I happened across the performance benchmark here and I was curious why clojure was getting beaten by java.
So I tossed it into the profiler (after modifying their version to use unchecked math - which didn't help) and nothing shows up. hmm. decompile and find that
// Decompiling class: leibniz$calc_pi_leibniz
import clojure.lang.*;
public final class leibniz$calc_pi_leibniz extends AFunction implements LD
{
public static double invokeStatic(final long rounds) {
final long end = 2L + rounds;
long i = 2L;
double x = 1.0;
double pi = 1.0;
while (i != end) {
final double x2 = -x;
final long n = i + 1L;
final double n2 = x2;
pi += Numbers.divide(x2, 2L * i - 1L);
x = n2;
i = n;
}
return Numbers.unchecked_multiply(4L, pi);
}
@Override
public Object invoke(final Object o) {
return invokeStatic(RT.uncheckedLongCast(o));
}
@Override
public final double invokePrim(final long rounds) {
return invokeStatic(rounds);
}
}
So looks like the double/long boundary is costing us at least a method lookup maybe in Numbers.divide?

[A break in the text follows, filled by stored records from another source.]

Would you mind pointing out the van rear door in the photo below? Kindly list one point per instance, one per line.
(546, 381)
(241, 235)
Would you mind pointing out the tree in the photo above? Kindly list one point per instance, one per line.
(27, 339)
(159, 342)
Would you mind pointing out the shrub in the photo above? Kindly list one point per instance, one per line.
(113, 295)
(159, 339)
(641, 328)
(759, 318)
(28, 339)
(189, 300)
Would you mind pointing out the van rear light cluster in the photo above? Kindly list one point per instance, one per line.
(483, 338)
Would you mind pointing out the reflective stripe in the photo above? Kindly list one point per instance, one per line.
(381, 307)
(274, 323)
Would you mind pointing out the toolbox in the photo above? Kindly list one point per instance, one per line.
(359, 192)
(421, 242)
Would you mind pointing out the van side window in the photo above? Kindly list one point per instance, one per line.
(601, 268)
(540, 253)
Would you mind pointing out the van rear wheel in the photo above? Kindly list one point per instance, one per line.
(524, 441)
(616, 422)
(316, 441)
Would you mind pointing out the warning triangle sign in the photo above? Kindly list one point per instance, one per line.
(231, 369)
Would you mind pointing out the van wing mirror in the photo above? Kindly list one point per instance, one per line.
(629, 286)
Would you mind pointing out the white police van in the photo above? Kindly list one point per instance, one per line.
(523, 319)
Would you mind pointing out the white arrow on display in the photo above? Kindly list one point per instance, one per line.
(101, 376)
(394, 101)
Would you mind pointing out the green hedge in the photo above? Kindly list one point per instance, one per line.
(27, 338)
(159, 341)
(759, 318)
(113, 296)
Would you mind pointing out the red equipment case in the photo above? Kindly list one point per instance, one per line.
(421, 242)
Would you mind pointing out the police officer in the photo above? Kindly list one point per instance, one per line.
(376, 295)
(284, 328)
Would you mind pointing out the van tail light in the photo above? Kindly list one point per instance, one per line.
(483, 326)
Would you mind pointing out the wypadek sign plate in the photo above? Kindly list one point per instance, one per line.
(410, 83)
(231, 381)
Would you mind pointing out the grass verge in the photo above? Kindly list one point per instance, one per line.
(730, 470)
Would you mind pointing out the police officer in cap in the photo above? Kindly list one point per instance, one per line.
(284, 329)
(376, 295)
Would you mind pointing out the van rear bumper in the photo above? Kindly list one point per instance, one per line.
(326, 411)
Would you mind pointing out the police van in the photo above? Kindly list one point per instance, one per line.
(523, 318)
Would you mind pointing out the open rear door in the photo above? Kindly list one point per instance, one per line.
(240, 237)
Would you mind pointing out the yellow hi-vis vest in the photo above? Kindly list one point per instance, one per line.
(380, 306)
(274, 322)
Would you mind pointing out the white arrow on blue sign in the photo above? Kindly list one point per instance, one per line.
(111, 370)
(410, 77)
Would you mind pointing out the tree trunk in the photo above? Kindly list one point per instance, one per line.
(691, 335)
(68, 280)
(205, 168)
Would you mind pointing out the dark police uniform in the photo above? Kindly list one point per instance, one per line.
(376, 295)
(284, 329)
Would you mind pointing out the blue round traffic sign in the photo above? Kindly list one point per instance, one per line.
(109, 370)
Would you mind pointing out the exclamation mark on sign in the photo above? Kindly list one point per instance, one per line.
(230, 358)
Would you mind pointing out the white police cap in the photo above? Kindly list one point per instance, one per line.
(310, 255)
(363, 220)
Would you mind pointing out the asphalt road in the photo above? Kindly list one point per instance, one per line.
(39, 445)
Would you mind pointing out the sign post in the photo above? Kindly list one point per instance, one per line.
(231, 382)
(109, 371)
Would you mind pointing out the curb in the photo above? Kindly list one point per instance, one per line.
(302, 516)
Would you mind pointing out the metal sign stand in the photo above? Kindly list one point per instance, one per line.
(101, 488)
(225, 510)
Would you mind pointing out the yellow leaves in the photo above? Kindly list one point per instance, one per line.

So I just coerce everything to double (even our index variable):
(def rounds 100000000)
(defn calc-pi-leibniz2
"Eliminate mixing of long/double to avoid clojure.numbers invocations."
^double
[^long rounds]
(let [end (+ 2.0 rounds)]
(loop [i 2.0 x 1.0 pi 1.0]
(if (= i end)
(* 4.0 pi)
(let [x (- x)]
(recur (inc i) x (+ pi (/ x (dec (* 2 i))))))))))
leibniz=> (c/quick-bench (calc-pi-leibniz rounds))
Evaluation count : 6 in 6 samples of 1 calls.
Execution time mean : 575.352216 ms
Execution time std-deviation : 10.070268 ms
Execution time lower quantile : 566.210399 ms ( 2.5%)
Execution time upper quantile : 588.772187 ms (97.5%)
Overhead used : 1.884700 ns
nil
leibniz=> (c/quick-bench (calc-pi-leibniz2 rounds))
Evaluation count : 6 in 6 samples of 1 calls.
Execution time mean : 158.509049 ms
Execution time std-deviation : 759.113165 ╡s
Execution time lower quantile : 157.234899 ms ( 2.5%)
Execution time upper quantile : 159.205374 ms (97.5%)
Overhead used : 1.884700 ns
nil
Any ideas why the java implementation not paying the same penalty for division? [both versions are implemented with unchecked-math at :warn-on-boxed].
I also tried a variant with fastmath's primitive math operators and actually got slower. So far nothing has beaten coercing the loop index i
into a double (which I would normally never do).